Ann enjoyed her time at St Swithun’s where she represented the school at lacrosse and was also proud of her cricketing exploits - she would often talk about the hand hardening exercises with a cricket ball that she undertook in the early mornings. She finished her time there as head girl.
Ann went on to graduate from Roehampton Institute of Higher Education and then taught at Stamford High School for Girls, a role which she did until her marriage to Chris in 1963. Family life then took over with sons Timothy and Paul arriving, and Ann also spent much time caring for her parents.

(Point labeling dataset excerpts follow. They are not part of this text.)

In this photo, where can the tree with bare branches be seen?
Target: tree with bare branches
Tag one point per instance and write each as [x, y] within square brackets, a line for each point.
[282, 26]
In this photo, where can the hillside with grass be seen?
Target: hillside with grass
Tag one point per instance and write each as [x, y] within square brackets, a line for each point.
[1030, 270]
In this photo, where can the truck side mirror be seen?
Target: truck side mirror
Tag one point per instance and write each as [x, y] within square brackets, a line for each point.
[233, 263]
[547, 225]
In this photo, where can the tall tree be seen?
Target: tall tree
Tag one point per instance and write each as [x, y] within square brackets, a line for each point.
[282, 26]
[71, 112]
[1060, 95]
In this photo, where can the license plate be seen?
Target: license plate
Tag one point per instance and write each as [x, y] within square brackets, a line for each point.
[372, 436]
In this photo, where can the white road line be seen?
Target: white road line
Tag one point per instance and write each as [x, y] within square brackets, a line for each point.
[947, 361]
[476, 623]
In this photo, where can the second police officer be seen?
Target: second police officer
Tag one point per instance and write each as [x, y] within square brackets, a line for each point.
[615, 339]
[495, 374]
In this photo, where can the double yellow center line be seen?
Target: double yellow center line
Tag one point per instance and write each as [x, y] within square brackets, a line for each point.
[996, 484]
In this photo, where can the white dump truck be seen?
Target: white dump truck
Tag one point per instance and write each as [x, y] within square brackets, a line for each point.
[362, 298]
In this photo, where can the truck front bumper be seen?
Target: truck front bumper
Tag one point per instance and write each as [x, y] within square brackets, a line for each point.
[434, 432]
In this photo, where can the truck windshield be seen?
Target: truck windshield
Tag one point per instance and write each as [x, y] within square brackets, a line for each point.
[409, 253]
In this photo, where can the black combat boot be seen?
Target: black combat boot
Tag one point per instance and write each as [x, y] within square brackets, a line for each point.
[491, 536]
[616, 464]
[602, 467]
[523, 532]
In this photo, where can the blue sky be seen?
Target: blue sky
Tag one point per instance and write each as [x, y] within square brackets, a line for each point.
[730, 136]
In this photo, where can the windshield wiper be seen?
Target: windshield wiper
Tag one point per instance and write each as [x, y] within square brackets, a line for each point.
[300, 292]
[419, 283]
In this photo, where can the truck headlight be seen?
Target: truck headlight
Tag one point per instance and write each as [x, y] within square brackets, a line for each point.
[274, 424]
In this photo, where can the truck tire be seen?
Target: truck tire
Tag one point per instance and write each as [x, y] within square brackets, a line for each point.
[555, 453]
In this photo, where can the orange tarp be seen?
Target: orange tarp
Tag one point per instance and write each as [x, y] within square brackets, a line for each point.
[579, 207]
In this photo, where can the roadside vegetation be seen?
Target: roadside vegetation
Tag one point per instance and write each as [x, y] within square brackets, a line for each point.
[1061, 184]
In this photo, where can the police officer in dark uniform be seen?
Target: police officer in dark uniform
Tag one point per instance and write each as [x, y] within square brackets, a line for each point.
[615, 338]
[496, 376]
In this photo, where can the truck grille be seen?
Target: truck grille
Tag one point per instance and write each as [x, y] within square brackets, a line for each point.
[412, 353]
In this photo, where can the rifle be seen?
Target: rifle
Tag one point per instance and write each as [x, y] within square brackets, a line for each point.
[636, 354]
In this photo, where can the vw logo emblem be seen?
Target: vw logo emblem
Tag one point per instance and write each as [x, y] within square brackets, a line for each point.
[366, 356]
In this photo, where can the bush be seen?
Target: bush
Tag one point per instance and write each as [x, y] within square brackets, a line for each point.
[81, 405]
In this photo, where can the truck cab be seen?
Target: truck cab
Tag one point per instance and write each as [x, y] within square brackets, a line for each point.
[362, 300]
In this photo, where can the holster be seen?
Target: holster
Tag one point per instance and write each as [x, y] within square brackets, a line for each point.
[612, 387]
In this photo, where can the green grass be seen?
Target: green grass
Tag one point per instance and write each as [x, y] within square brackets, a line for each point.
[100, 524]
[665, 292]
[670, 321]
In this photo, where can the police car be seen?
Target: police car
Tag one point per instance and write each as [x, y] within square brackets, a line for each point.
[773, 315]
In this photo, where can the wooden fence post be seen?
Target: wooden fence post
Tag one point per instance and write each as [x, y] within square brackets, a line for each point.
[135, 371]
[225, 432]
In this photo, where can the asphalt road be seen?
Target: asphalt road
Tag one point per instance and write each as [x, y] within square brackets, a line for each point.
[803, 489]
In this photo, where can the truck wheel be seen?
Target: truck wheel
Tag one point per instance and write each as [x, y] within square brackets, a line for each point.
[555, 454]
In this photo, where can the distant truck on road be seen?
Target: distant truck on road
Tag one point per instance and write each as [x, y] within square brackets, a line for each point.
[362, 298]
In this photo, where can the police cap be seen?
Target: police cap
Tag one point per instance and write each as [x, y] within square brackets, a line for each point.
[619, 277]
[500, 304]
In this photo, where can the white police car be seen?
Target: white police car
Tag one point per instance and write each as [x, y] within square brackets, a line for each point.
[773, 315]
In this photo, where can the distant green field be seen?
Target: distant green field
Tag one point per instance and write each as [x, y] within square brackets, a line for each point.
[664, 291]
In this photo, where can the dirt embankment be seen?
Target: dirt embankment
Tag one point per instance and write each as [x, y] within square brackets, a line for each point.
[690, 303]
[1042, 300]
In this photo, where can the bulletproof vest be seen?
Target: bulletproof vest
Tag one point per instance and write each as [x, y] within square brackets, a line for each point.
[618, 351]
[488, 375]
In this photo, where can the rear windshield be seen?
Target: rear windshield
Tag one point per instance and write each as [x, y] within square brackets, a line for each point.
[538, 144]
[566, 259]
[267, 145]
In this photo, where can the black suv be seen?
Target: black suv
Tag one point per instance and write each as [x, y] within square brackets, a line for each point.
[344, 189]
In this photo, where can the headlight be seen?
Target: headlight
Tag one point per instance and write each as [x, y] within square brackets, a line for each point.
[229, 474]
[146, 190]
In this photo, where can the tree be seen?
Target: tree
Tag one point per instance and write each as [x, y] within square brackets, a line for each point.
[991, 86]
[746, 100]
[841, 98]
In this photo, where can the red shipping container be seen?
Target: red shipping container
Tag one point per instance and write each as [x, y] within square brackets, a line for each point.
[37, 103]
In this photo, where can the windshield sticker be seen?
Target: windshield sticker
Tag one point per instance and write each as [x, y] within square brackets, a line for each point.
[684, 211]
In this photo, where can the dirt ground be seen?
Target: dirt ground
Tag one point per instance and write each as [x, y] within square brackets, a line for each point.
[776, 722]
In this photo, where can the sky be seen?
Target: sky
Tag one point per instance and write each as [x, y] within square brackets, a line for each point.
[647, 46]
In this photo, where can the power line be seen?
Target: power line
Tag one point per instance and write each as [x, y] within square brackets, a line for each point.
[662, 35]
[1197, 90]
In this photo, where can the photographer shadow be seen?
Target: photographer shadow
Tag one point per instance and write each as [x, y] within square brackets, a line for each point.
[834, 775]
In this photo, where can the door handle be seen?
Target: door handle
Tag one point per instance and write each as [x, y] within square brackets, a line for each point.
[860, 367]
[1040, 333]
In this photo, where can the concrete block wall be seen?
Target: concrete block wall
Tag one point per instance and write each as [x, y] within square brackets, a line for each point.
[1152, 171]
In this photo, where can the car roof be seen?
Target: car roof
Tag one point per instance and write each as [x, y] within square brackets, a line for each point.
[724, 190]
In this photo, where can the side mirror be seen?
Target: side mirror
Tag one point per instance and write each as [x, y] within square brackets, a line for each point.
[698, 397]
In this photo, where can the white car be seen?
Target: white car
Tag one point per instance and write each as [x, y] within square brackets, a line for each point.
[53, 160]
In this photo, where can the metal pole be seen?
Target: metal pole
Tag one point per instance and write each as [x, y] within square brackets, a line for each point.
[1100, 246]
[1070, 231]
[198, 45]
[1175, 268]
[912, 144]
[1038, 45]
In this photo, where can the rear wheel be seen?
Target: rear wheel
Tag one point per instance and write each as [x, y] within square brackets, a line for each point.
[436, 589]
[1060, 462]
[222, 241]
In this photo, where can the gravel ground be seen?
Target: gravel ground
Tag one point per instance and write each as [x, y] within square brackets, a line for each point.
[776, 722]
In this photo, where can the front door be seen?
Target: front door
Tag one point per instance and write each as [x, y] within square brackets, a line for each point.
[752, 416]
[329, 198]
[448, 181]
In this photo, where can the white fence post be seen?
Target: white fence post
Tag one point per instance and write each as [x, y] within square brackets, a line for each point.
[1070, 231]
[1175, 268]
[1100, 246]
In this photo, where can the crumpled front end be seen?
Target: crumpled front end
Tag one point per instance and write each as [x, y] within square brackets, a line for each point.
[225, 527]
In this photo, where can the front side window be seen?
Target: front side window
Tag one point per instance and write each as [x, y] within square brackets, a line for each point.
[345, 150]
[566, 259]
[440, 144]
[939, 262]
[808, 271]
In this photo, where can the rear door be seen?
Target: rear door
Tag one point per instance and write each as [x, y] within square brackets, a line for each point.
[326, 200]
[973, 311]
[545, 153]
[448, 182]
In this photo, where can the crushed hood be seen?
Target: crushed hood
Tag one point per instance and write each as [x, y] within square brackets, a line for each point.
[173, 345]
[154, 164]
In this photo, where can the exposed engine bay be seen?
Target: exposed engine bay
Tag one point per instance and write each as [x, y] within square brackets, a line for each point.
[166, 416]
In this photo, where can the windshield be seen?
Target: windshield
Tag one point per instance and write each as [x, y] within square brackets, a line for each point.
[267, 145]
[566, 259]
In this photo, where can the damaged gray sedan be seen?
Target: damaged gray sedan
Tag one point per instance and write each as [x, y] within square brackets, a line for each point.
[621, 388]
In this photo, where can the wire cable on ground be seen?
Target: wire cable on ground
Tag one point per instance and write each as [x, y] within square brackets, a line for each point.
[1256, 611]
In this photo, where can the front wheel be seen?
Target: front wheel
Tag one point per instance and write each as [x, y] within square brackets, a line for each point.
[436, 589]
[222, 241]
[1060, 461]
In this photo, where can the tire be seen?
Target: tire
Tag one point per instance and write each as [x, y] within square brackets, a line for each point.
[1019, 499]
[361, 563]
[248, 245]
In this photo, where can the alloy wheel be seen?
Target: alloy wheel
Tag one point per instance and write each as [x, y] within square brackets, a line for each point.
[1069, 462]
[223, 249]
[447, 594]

Family was very much Ann’s life with her love and support in abundance. She often said: “I just want you all to be happy.” She was very proud of her five grandchildren and was a real support to them in teaching them basic skills.
One of Ann’s major achievements was the successful renovation of their house to make it a happy family home for 30 years.
Ann was a regular church goer and practical practising Christian, after a sound religious grounding at St Swithun’s.
Latterly, Ann taught Adult Literacy Skills to those who didn’t have English as a first language - she taught much as she lived with enthusiasm, endeavour and a smile on her face.
Ann was delighted to be asked to be Captain of the local golf club, of which she was a member for nearly 50 years. She was both competitive and friendly in this and any other sport that she played.
Anne spoke proudly of her days at St Swithun’s and although they lived a long distance away, they visited on occasions over the years, and had recently attended an evensong service at Winchester Cathedral.